6. 4.       Ontheffing van de bouwregels

6. 4. 1. Burgemeester en Wethouders kunnen ontheffing verlenen van:

a.    het bepaalde in artikel 6 lid 6. 2. 2 sub c en toestaan dat de goot- en/of bouwhoogte van uitpandige bedrijfswoningen wordt vergroot tot respectievelijk ten hoogste 6,00 m en 10,00 m;

b.    het bepaalde in artikel 6 lid 6. 2. 4 sub a en toestaan dat een aan- of uitbouw of bijgebouw minder dan 3,00 m achter de naar de weg gekeerde gevel(s) van de bedrijfswoning of het verlengde daarvan wordt gebouwd.

6. 4. 2. De in artikel 6 lid 6. 4. 1 genoemde ontheffingen kunnen uitsluitend worden verleend, indien geen onevenredige afbreuk wordt gedaan aan:

a.    het straat- en bebouwingsbeeld;

b.    de woonsituatie;

c.    de milieusituatie;

d.    de verkeersveiligheid;

e.    de gebruiksmogelijkheden van de aangrenzende gronden;

f.     de in bijlage 4a en 4b aangegeven cultuurhistorische en ruimtelijke waarden van het beschermde dorpsgebied, indien er sprake is van een beschermd dorpsgezicht.

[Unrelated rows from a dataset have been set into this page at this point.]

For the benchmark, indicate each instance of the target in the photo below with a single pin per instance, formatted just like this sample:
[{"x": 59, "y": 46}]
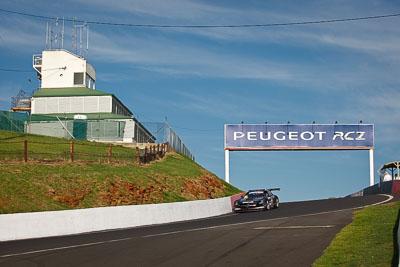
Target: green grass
[
  {"x": 370, "y": 240},
  {"x": 42, "y": 185}
]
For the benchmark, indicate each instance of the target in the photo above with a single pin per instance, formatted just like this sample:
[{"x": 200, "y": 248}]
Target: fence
[
  {"x": 162, "y": 131},
  {"x": 92, "y": 129},
  {"x": 25, "y": 150}
]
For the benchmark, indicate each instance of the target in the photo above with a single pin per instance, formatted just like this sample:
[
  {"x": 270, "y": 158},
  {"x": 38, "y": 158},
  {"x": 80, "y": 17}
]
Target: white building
[{"x": 68, "y": 105}]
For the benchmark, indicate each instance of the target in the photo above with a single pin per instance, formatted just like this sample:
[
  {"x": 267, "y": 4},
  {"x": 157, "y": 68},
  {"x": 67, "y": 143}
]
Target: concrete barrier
[
  {"x": 389, "y": 187},
  {"x": 56, "y": 223}
]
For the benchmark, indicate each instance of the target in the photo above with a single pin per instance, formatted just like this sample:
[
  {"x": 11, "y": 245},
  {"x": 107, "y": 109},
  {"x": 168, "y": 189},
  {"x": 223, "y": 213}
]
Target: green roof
[
  {"x": 68, "y": 91},
  {"x": 70, "y": 116}
]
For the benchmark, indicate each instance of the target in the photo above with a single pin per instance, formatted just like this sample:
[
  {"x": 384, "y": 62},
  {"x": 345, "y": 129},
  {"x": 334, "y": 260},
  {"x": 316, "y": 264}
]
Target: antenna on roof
[
  {"x": 82, "y": 29},
  {"x": 53, "y": 36}
]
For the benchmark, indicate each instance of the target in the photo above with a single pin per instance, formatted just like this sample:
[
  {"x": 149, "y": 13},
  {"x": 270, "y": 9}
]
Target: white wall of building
[{"x": 58, "y": 68}]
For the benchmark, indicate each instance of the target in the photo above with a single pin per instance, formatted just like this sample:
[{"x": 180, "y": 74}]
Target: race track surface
[{"x": 293, "y": 235}]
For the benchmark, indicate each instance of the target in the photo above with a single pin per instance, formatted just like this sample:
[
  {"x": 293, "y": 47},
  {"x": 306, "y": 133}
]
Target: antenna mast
[
  {"x": 82, "y": 29},
  {"x": 53, "y": 36}
]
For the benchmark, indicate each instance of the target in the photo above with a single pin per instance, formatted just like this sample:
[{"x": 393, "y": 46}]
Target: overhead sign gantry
[{"x": 250, "y": 137}]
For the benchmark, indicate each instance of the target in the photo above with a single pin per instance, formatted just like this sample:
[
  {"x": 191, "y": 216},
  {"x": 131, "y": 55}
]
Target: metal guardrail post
[
  {"x": 25, "y": 150},
  {"x": 138, "y": 155},
  {"x": 109, "y": 153},
  {"x": 71, "y": 152}
]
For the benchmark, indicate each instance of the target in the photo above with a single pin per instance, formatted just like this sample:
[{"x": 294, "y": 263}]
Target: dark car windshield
[{"x": 254, "y": 194}]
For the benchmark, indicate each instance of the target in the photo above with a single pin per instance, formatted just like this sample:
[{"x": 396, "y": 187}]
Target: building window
[{"x": 78, "y": 78}]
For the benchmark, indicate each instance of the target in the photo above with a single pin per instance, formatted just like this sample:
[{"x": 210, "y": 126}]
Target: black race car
[{"x": 262, "y": 199}]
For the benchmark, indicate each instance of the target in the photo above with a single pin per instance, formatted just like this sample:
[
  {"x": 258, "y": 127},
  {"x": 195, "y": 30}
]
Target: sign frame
[{"x": 351, "y": 139}]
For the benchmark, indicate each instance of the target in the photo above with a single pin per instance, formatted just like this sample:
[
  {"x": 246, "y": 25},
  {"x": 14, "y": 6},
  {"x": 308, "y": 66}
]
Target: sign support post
[
  {"x": 227, "y": 166},
  {"x": 371, "y": 167}
]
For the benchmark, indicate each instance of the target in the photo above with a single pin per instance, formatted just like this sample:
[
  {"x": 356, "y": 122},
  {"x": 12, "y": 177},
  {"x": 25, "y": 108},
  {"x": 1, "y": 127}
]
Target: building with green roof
[{"x": 70, "y": 106}]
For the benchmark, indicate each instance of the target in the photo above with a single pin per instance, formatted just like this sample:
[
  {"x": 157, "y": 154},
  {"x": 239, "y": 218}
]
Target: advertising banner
[{"x": 298, "y": 136}]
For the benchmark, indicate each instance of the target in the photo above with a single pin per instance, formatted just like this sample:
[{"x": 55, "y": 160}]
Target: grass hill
[{"x": 43, "y": 184}]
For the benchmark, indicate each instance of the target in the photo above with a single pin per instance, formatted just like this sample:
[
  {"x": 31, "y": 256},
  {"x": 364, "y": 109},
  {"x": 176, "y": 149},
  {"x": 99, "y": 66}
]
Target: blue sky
[{"x": 203, "y": 78}]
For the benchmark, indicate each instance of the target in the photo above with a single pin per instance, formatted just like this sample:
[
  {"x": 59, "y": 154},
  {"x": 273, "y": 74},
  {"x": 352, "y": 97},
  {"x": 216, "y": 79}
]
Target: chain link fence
[{"x": 93, "y": 130}]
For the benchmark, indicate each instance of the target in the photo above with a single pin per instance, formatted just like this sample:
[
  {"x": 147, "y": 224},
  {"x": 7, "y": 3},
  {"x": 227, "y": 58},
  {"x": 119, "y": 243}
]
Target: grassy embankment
[
  {"x": 59, "y": 185},
  {"x": 370, "y": 240}
]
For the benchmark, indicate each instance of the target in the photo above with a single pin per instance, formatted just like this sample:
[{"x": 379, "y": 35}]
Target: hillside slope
[{"x": 59, "y": 185}]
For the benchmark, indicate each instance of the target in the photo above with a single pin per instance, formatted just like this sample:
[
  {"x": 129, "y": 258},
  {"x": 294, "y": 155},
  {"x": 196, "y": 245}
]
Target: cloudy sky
[{"x": 203, "y": 78}]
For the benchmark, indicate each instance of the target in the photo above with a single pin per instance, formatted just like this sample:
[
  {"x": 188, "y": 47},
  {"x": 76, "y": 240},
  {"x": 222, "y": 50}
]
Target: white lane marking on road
[
  {"x": 293, "y": 227},
  {"x": 66, "y": 247},
  {"x": 191, "y": 230}
]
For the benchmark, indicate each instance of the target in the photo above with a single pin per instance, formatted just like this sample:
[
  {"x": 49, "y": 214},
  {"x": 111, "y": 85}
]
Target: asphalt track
[{"x": 293, "y": 235}]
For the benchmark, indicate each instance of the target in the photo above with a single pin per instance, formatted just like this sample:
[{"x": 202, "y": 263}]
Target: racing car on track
[{"x": 261, "y": 199}]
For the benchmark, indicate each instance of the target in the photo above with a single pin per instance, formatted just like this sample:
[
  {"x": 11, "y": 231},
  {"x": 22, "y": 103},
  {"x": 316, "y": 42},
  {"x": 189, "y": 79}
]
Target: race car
[{"x": 261, "y": 199}]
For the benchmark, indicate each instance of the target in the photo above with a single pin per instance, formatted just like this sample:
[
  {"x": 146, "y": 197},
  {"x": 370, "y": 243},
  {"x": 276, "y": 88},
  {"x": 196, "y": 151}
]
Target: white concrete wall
[
  {"x": 71, "y": 104},
  {"x": 56, "y": 223},
  {"x": 59, "y": 66}
]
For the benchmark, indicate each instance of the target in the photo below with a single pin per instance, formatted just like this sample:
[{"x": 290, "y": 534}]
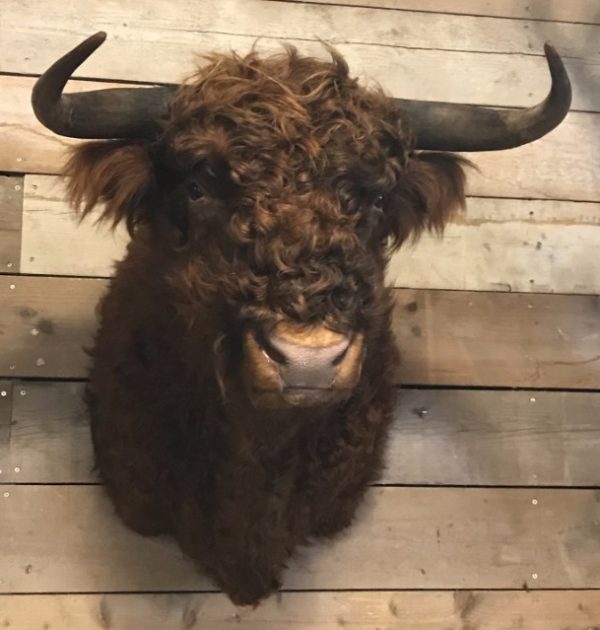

6. 5.       Specifieke gebruiksregels

Tot een gebruik, strijdig met deze bestemming, zoals bedoeld in artikel 7.10 Wet ruimtelijke ordening, wordt in ieder geval gerekend:

a.    het gebruik van bedrijfsgebouwen en bijgebouwen voor bewoning;

b.    het gebruik van gronden en bouwwerken ten behoeve van detailhandel, tenzij het productiegebonden detailhandel betreft;

c.    het gebruik van gronden ten behoeve van opslag, voorzover het geen zij- en/of achtererf betreft.